Sta di fatto che nella storia della cittadina c’è stata una frattura, a proposito della quale circolano diverse teorie, che i cartelli su Main Street della serie “Cerco aiutante” o “Offresi impiego” fotografano bene: perché la maggior parte dei residenti è più o meno vecchia, e da quanto si dice i pochi giovani sono affetti da dipendenze come i videogiochi o gli oppiacei. Vite fragili, come peraltro quelle di molti adulti. Ciascuno con la sua storia, che ritiene non valga la pena di raccontare. Ma per tornare a quanto detto nell’incipit è davvero così? Per dire: l’ex moglie di Bob, Pam, che è diventata un’alcolizzata, è stata l’amante di William. Com’è che Bob e William sono rimasti amici? Sempre a proposito di Bob, la sua infanzia è stata segnata da una tragedia di cui la gente del posto parla solo a bassa voce. Di che cosa si tratta? E che ruolo ha avuto in quella vicenda suo fratello Jim, che intanto ha perso sua moglie? Ma anche Olive, alla sua veneranda età, avrebbe una storia da raccontare: quella di sua madre, innamorata di un uomo ma costretta a sposarne un altro. E tocca a Lucy, e dunque a chi nella vita raccoglie e scrive storie, talvolta rubandole oppure inventandole, farla parlare.

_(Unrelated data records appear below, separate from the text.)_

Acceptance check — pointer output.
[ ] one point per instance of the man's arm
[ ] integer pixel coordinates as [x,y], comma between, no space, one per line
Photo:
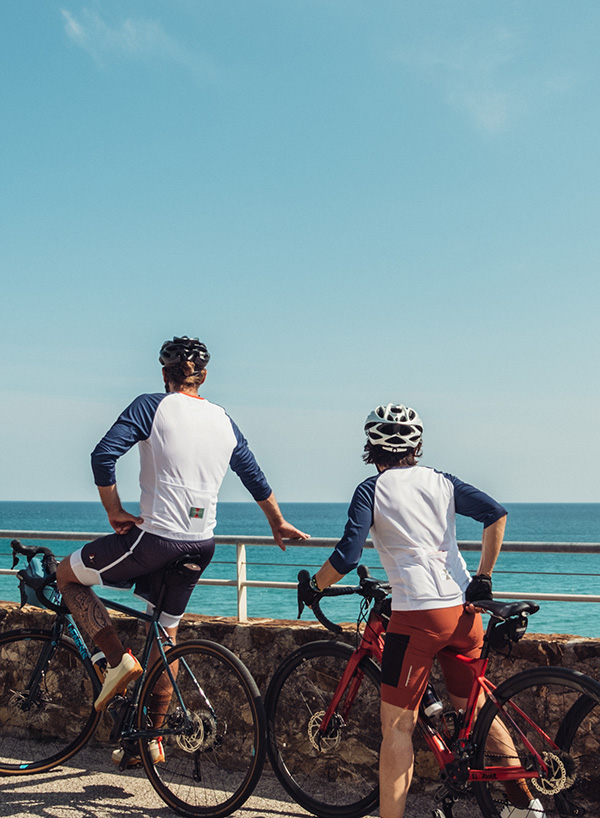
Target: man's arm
[480,586]
[491,543]
[119,519]
[279,526]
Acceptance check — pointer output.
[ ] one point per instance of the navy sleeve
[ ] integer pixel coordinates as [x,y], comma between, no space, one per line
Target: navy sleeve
[474,503]
[347,553]
[132,425]
[247,469]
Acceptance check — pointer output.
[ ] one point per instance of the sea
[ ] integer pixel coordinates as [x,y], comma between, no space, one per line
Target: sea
[566,573]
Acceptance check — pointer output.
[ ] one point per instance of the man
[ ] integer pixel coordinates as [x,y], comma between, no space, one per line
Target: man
[186,444]
[409,511]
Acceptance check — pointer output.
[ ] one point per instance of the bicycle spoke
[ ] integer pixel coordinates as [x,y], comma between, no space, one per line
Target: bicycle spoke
[550,726]
[332,772]
[46,709]
[214,746]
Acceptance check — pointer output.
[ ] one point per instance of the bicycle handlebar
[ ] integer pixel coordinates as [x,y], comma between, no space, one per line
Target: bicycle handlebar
[28,551]
[369,588]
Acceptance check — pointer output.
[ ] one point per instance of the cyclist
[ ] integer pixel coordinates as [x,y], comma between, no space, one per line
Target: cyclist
[410,511]
[186,444]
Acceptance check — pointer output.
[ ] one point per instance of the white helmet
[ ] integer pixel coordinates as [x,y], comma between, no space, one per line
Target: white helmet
[395,427]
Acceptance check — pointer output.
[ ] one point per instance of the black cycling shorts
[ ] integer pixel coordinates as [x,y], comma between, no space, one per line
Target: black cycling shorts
[139,558]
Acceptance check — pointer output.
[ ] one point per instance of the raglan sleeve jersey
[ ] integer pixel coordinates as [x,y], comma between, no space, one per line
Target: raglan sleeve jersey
[186,444]
[410,514]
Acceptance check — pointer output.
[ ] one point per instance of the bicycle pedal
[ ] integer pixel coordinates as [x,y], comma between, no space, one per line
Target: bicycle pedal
[117,710]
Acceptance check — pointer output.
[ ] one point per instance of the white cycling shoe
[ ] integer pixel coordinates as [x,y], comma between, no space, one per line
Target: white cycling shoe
[533,810]
[117,678]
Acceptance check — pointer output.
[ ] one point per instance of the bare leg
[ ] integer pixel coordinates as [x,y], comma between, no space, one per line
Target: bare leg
[89,613]
[163,689]
[396,759]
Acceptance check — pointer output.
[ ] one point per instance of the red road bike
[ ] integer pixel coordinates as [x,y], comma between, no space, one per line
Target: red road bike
[324,732]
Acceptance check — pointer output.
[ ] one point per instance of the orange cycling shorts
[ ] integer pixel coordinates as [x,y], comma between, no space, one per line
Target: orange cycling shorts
[414,638]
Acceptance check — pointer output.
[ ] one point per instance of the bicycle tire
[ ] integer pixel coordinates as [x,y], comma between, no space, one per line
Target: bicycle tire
[565,704]
[37,735]
[213,768]
[340,778]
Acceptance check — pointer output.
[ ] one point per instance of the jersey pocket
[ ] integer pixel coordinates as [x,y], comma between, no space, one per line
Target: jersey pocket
[446,585]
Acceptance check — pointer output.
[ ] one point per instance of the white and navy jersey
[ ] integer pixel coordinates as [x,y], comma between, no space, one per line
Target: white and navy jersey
[186,444]
[410,514]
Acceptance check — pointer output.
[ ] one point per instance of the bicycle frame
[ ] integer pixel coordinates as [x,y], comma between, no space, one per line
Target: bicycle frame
[156,635]
[452,753]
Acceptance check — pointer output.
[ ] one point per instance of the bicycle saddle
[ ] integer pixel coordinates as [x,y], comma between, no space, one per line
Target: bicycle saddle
[504,610]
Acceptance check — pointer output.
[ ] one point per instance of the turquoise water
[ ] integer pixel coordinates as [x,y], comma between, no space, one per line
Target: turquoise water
[526,573]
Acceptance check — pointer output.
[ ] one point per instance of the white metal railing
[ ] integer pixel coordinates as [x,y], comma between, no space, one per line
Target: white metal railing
[242,583]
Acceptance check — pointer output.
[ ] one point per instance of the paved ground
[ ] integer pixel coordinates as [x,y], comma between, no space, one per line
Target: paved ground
[91,787]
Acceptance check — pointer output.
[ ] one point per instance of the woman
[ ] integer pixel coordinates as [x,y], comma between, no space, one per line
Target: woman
[409,511]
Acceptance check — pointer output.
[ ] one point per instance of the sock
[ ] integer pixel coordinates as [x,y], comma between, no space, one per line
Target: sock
[110,644]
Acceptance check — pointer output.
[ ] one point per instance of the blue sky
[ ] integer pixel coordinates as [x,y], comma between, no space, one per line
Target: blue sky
[352,203]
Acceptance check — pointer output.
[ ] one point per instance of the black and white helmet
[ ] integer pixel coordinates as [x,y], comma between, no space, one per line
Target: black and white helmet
[395,427]
[175,352]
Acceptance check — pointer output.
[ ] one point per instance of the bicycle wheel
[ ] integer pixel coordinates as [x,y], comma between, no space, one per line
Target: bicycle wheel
[46,702]
[558,712]
[215,747]
[337,775]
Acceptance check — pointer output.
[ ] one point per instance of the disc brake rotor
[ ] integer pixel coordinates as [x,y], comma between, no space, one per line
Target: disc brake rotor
[322,742]
[202,734]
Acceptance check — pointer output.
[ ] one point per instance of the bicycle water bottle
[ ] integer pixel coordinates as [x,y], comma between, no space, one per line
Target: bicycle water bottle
[100,664]
[430,703]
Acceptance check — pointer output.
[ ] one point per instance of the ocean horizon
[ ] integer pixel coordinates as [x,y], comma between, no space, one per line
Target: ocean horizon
[515,572]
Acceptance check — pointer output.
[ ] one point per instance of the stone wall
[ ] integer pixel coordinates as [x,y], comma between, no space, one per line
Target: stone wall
[263,643]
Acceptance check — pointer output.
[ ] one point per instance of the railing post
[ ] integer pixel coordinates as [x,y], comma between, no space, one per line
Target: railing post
[242,591]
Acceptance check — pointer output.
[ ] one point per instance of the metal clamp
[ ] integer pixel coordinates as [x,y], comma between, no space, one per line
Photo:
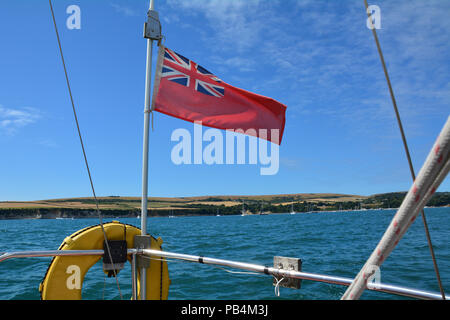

In apparenza, quelle dei personaggi di Raccontami tutto sono storie abbastanza banali legate a drammi e traumi familiari, che tuttavia Lucy non ritiene tali e che – al di là del ritorno sulla pagina di determinate figure – non si discostano dalla pregressa produzione letteraria di Elizabeth Strout. Solo che a un tratto, ecco che nella vita quotidiana dell’umanità di Crosby irrompe qualcosa di totalmente inaspettato. Il cadavere di una donna, Gloria Beach, viene rinvenuto in una cava dei dintorni, e il principale sospettato è il figlio della vittima, un artista che in virtù della vita appartata che conduce e della sua introversione è facile preda del pregiudizio dei più. Ed è Bob a farsi carico della sua difesa: già, perché con il suo vissuto sente il bisogno di occuparsi del caso di un uomo accusato di avere ucciso la madre.

Elizabeth Strout mostra ancora una volta la sua abilità nel penetrare il cuore delle persone – non dei personaggi, come prescritto da Hemingway – a cui dà vita nelle sue pagine. Sa ascoltare, sa osservare, sa restituire con verità sentimenti e emozioni comuni a tutti noi, di cui molto spesso però ci vergogniamo e di cui non riusciamo a parlare. Conosciamo davvero chi abbiamo al nostro fianco? Ce ne prendiamo davvero cura? O preferiamo fingere di non vedere, evitare di ascoltare? In tutto questo, Strout sa raccontare la solitudine di tanti americani che, dopo la pandemia e la crisi economica, si sono ritrovati ad avere problemi di dipendenza e salute mentale in un Paese che non riconoscono più. «Quando pensava alle condizioni in cui versava il Paese, a Bob veniva spesso in mente l’immagine di un enorme autotreno lanciato in autostrada che una alla volta perda le ruote».